Method overriding behavior in Python - Time & Space Complexity
We want to understand how the time it takes to run a program changes when we use method overriding in Python.
Specifically, we ask: How does calling an overridden method affect the program's speed as the number of calls grows?
Analyze the time complexity of the following code snippet.
class Parent:
def greet(self):
print("Hello from Parent")
class Child(Parent):
def greet(self):
print("Hello from Child")
n = 10 # Example value for n
for i in range(n):
obj = Child()
obj.greet()
This code creates a Child object n times and calls its overridden greet method each time.
Identify the loops, recursion, array traversals that repeat.
- Primary operation: Creating an object and calling the overridden greet method.
- How many times: This happens once for each iteration in the loop, so n times.
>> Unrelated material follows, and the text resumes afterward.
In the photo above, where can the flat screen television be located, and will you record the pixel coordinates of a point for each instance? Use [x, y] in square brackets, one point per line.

Each time we increase n, the number of times we create an object and call greet grows the same way.
| Input Size (n) | Approx. Operations |
|---|---|
| 10 | 10 object creations and 10 method calls |
| 100 | 100 object creations and 100 method calls |
| 1000 | 1000 object creations and 1000 method calls |
Pattern observation: The total work grows directly with n, doubling n doubles the work.
Time Complexity: O(n)
This means the time to run the code grows in a straight line as the number of calls increases.
[X] Wrong: "Method overriding makes the program slower by adding extra hidden steps each time a method is called."
[OK] Correct: Overriding just changes which method runs, but calling a method still takes about the same time as usual. The main cost is how many times you call it, not that it is overridden.
Understanding how method calls behave when overridden helps you explain object-oriented code clearly and shows you know how programs scale with input size.
"What if we created the object once before the loop and called the method n times? How would the time complexity change?"